(Credits: Far Out / Alamy)
Wed 20 August 2025 23:00, UK
In my local pub quiz, there was recently a picture round on celebrity mugshots. It’s where I learned that young Frank Sinatra was actually quite good-looking, and that Mick Jagger had once been behind bars. But a picture you wouldn’t expect to see there is Paul McCartney.
Mention the word Japan to the former Beatle and you’re likely to send a shiver down his spine, as the memory of his brush with criminality in the country will forever haunt him – mainly because it was all his own fault. I mean, who would be stupid enough to flagrantly put marijuana in your suitcase without making any attempt to hide it?
Macca, that’s who. It was early 1980, and he was still flying high – literally and metaphorically – with Wings when the band headed from America to Japan to tour. But after years of smoking pot and getting away with it, let’s just say McCartney had lost sight of the fact that the substance was actually illegal. As such, when his suitcase was pulled aside for a security check in Tokyo’s Narita International Airport and a 7.7-ounce bag was found in between his T-shirts and souvenirs, the authorities weren’t exactly fooled.

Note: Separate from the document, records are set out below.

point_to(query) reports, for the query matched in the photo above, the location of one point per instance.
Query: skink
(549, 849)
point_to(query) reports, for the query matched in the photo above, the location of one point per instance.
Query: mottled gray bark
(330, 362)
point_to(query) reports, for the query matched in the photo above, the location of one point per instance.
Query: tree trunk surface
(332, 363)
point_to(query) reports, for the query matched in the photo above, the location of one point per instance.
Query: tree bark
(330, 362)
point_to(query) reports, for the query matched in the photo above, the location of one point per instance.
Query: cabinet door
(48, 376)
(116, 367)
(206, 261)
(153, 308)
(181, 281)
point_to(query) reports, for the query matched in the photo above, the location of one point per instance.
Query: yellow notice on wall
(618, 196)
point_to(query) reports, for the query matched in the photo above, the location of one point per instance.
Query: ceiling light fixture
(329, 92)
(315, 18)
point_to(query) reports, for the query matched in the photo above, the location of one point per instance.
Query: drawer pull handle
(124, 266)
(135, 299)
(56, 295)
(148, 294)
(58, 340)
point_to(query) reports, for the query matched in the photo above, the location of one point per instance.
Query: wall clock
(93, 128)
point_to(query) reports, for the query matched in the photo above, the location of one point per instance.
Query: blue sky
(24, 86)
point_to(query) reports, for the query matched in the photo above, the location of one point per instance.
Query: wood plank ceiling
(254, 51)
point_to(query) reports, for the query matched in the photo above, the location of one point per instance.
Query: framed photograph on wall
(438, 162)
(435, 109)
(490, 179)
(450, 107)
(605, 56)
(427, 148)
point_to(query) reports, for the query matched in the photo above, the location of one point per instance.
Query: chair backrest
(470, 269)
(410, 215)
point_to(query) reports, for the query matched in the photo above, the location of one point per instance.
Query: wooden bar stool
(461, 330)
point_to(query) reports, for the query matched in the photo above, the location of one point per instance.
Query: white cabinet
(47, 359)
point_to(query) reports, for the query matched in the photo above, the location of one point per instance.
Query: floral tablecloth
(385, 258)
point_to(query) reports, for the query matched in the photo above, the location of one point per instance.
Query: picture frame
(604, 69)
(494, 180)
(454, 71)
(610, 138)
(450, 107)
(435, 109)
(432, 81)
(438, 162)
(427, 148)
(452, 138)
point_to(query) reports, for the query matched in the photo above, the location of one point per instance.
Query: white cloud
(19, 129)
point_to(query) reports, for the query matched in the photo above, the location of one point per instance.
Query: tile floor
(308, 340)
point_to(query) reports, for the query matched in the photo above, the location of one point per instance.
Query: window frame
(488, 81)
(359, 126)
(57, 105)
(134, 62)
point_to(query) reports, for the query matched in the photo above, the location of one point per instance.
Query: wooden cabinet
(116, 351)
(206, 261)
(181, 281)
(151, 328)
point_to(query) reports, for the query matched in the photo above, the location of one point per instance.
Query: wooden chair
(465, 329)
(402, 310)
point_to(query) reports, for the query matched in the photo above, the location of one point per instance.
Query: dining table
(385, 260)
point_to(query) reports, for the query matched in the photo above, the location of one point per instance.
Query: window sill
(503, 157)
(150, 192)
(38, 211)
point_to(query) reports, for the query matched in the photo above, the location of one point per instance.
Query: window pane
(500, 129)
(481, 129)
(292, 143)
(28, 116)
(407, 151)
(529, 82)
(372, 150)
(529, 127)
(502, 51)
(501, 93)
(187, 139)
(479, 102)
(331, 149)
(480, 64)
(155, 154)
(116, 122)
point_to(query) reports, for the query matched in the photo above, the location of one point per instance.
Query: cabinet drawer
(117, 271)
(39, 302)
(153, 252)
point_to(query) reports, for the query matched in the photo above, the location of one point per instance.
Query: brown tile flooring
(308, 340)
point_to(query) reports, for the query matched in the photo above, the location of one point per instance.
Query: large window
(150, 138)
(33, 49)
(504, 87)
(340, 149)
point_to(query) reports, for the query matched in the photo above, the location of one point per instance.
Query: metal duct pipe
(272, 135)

Subsequently, the mega star was roundly bundled into a police car and sent straight to prison, where he was terrifyingly informed that he could be facing up to a decade behind bars. Talk about a career going down the pan. Naturally, McCartney was torn to shreds as the world’s media went into a tailspin. But the odd thing is, the jail life allows you to escape from all of that, and for the first time in a long time, he truly had no identity. This was not a Beatle, this was inmate #22.
In a converse way to what was intended, McCartney rather seemed to enjoy the jailbird lifestyle – fitting in with the fellow cons and taking part in a daily routine of activities with a newfound sense of anonymity. Of course, everyone else on the outside was less than impressed. Linda was up in arms, his lawyers were fighting valiantly against the Japanese authorities who would not budge, and his bandmate turned nemesis, John Lennon, was hardly sympathetic to the news.
“If he really needs weed, surely there’s enough people who can carry it for him,” Lennon reportedly told his housekeeper upon catching wind of the convict’s antics. “You’re a Beatle, boy, a Beatle. Your face is in every damn corner of the planet. How could you have been so stupid?” To be fair to him, McCartney was not blind to the error of his ways, as he later responded to speculation that he had been framed by admitting, “I think I was just stupid. And I paid the penalty.”
Let’s be real – Macca was never going to spend ten years in jail, not least because of the burden he would cause to the Japanese state to ensure his security. In total, his sentence amounted to nine days before his lawyers had won the case to set him free, but it did cost him the tour and possibly the future of Wings in the process.
But you wouldn’t be surprised if the man never wanted to return to the fated country again, not least by the less than welcome reception he would inevitably receive from the airport security upon arrival. Yet undeterred, Macca did come back, first in 1990 on a solo tour, and then numerous times in the decades since. The essential difference is that on all those other occasions, his stash of weed was most definitely left at home.